Preconcentration of samples and interference elimination are critical steps in producing a micro total analysis system (TAS). A micro-sized preconcentrator may have greater preconcentration efficiency than a macrosystem, sometimes even more so. The adsorption parameter is a key factor for many of these procedures, but its application is not completely understood yet. Sensor development could be greatly aided by an application of adsorbent films similar to this. Sandia Labs recently released a small analyzer. This system could analyze liquids or gases by using chromatography 4 or electrophoresis 5. In this device, preconcentration is one of the fundamental steps, which collects and concentrates samples. In order to desorb the substance, an adsorbent film was applied to a silicon nitride membrane. The detection was also performed by means of a surface acoustic wave (SAW) sensor array. In addition to chemiresistor sensors, adsorbent films can be used. A chemical resistor and a slant angle wave sensor have been tested for VOC (volatile organic compounds) detection, but not for TCE (trichloroethylene), which required further concentration..
To analyze VOCs, which are harmful to the environment, gas chromatography and conventional pre-concentrators 11 are often used. In a preconcentrator, an adsorbent product is contained in a stainless steel pipe. The microtrap 12-14 and the miniaturized system 15 are new types of sorbent traps. It is possible to use a microconcentrator as an injector for gas chromatography by applying a thin polymeric layer during the adsorption process. Using a multistage micro preconcentrator, researchers have detected volatile organic compounds in indoor environments. They are approximately 200 mm in diameter, and 16-20 mm in surface area, graphitized carbon granules arranged roughly spherically. There is a possibility of detection as low as 25 ppb because the adsorbent material has a large surface area. A planar geometries 21 is usually used in micro- and small-sized systems to avoid desorption due to difficult heating and cooling22.
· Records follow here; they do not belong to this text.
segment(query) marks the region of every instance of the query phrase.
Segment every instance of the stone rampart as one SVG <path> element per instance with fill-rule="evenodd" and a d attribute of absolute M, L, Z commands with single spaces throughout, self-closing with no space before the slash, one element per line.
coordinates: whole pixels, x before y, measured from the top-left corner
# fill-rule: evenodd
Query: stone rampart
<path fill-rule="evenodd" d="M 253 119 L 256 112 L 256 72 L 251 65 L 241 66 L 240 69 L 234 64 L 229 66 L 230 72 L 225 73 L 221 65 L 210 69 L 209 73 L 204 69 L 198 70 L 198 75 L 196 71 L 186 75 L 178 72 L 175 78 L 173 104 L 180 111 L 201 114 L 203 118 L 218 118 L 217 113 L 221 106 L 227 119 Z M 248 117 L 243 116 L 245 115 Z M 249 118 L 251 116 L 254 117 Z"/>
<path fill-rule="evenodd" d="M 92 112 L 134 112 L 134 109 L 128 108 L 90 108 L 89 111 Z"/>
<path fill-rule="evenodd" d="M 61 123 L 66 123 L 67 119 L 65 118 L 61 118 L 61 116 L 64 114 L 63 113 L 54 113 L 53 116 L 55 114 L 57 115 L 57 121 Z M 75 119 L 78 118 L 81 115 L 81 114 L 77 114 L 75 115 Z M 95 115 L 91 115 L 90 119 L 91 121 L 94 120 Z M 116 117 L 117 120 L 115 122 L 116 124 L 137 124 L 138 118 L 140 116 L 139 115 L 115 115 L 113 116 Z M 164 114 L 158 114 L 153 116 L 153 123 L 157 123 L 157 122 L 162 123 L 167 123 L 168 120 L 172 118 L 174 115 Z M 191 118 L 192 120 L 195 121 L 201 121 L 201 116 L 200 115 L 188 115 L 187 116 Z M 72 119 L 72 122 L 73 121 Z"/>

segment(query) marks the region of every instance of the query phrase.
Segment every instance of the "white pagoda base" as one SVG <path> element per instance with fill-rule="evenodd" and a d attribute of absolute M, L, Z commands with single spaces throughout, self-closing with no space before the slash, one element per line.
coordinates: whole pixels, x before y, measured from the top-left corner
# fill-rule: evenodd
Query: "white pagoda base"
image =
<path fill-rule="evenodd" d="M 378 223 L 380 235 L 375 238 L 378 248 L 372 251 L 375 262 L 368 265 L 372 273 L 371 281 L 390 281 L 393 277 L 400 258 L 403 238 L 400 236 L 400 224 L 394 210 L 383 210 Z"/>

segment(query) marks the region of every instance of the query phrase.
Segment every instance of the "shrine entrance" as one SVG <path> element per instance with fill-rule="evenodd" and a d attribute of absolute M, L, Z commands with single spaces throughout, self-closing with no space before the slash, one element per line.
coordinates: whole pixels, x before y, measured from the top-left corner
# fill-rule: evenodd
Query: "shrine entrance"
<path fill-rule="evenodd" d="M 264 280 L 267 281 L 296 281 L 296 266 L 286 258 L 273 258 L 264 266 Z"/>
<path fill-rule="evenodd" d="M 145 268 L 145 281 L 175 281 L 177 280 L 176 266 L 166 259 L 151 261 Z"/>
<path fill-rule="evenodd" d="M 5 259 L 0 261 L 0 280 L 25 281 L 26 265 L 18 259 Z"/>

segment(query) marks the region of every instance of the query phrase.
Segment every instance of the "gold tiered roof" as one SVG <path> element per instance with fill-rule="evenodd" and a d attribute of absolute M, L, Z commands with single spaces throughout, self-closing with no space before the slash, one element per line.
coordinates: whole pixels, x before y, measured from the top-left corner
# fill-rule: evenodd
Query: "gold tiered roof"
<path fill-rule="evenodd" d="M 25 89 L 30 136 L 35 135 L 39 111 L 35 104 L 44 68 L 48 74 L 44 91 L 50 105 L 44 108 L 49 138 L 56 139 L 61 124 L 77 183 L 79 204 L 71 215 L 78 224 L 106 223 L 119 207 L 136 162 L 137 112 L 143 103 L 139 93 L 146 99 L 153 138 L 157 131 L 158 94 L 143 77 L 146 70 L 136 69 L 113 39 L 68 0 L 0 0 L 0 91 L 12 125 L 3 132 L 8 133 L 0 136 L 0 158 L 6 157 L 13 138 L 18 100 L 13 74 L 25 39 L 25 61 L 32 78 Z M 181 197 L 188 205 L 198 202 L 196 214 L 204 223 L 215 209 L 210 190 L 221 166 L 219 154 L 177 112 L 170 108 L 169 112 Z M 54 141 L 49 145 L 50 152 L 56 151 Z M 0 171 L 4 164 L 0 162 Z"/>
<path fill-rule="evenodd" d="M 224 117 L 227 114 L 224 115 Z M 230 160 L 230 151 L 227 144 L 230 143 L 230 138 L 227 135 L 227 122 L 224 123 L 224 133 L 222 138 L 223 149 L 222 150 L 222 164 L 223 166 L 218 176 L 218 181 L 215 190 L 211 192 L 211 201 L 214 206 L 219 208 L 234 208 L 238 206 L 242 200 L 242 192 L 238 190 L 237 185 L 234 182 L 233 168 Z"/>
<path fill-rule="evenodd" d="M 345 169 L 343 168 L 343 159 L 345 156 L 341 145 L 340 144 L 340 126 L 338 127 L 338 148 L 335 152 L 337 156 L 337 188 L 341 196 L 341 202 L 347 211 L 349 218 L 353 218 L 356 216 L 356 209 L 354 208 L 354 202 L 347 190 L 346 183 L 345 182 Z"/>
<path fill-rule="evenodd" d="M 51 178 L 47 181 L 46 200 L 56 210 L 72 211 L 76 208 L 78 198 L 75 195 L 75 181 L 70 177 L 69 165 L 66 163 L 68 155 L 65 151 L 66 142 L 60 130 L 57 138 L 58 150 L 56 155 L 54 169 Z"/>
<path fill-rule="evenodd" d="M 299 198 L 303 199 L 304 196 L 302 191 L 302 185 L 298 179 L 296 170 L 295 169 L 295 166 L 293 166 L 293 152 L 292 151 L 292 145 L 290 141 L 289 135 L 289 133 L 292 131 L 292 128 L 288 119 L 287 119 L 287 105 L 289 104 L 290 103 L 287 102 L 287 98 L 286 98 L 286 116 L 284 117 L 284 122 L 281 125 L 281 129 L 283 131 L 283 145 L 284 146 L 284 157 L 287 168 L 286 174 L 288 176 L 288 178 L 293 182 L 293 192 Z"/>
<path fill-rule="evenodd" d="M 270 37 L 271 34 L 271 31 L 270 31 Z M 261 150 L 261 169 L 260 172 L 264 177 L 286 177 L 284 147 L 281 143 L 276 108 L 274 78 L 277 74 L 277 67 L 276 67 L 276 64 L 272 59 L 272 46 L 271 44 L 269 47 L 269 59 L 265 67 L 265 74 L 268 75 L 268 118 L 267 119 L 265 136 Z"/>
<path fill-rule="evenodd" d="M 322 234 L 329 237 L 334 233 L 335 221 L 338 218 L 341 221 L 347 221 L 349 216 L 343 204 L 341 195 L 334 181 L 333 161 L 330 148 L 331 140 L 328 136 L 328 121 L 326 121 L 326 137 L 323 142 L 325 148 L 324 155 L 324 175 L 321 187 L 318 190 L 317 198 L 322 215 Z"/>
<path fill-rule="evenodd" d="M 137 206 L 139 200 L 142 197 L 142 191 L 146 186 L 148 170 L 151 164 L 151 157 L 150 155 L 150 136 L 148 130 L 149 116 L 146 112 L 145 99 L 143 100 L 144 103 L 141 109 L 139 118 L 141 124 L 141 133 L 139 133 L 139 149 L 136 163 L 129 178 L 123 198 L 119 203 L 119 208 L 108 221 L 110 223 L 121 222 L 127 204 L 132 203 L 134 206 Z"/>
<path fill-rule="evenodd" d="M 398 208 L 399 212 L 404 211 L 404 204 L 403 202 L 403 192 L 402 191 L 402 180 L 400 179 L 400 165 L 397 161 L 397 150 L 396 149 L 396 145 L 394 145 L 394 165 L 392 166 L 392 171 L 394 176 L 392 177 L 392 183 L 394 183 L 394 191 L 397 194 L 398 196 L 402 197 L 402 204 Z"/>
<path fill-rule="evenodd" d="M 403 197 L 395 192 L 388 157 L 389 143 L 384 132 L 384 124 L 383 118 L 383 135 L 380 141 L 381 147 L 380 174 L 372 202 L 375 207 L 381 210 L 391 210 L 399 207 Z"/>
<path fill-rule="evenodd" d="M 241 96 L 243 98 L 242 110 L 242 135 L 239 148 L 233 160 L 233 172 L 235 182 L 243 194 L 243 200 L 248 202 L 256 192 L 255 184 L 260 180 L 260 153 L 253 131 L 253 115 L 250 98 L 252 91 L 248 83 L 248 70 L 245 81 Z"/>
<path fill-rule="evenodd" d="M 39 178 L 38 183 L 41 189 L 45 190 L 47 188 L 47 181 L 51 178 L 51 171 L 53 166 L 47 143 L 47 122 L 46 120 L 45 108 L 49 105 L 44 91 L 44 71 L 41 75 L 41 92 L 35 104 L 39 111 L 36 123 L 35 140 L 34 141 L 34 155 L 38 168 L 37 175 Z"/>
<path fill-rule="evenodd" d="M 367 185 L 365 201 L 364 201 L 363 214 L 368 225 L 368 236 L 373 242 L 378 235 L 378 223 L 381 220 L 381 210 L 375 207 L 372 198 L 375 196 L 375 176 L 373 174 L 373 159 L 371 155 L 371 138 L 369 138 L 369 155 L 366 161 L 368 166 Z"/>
In addition to voltammetry 23 and capillary electrophoresis24, which are versatile tools for detecting anything from ions25 to proteins26, you can also use adsorption on liquid phases. Solid phase extraction can also be performed with adsorbent films, which have been miniaturized. In addition to chromatographic columns, adsorbent films can be used to miniaturize adsorbent films. Analyses of semivolatile organic compounds in aqueous matrix have been carried out by liquid chromatography and membrane extraction. Both methods require microchannels.
Microchannels have been created by using an ink jet system 28 that uses non-conventional methods. Using ordinary machining tools and sealing without heat, non-planar microchannels 29 were made in some cases. It was possible to make an inexpensive structure with interchangeable parts that could be easily disassembled at any time. This structure did not have to be bonded at high temperatures in order to be used for dry or wet deposition. It looked like a screw since it had a microthread and a cylinder. Supplies and outlets were made from stainless steel capillaries, and sealing was accomplished with silicone glue only.
Microchannels can concentrate VOCs from nitrogen by utilizing only capillary effects. Avoiding capillary effects can be accomplished by using cavities that promote primarily adsorption. A cavity functions similarly to a sensor30.
In our prior work, plasma reactors were used to create two adsorbent films using 2-propanol and hexamethyldisilazane (HMDS) as reaction agents. 2-propanol31 may be plasma polymerized into polar films to obtain selective membranes impermeable to water and permeable to organic compounds. It was also interesting to note that once polar films were obtained, they could be deposited on hydrophobic substrates after a discontinuous layer had been formed. The island’s discontinuous nature enabled an increase in adsorption surface area.
HMDS plasma films 32 are capable of selectively permeating alcohol in aqueous solutions and have other unique properties as well.
As well as HMDS-coated non-planar microchannels, cavities and HMDS-coated non-planar microchannels showed good adsorption properties for organic compounds according to a variety of substrates 39.
Therefore, the objectives of this research are twofold: 1) to test the feasibility of a plasma polymerized 2-propanol adsorbent film that uses different frequencies and geometries from the conventional 40 KHz planar reactor used in previous research; and 2) to investigate how microchannels and cavities are best used to preconcentrate organic compounds in gaseous or liquid phases.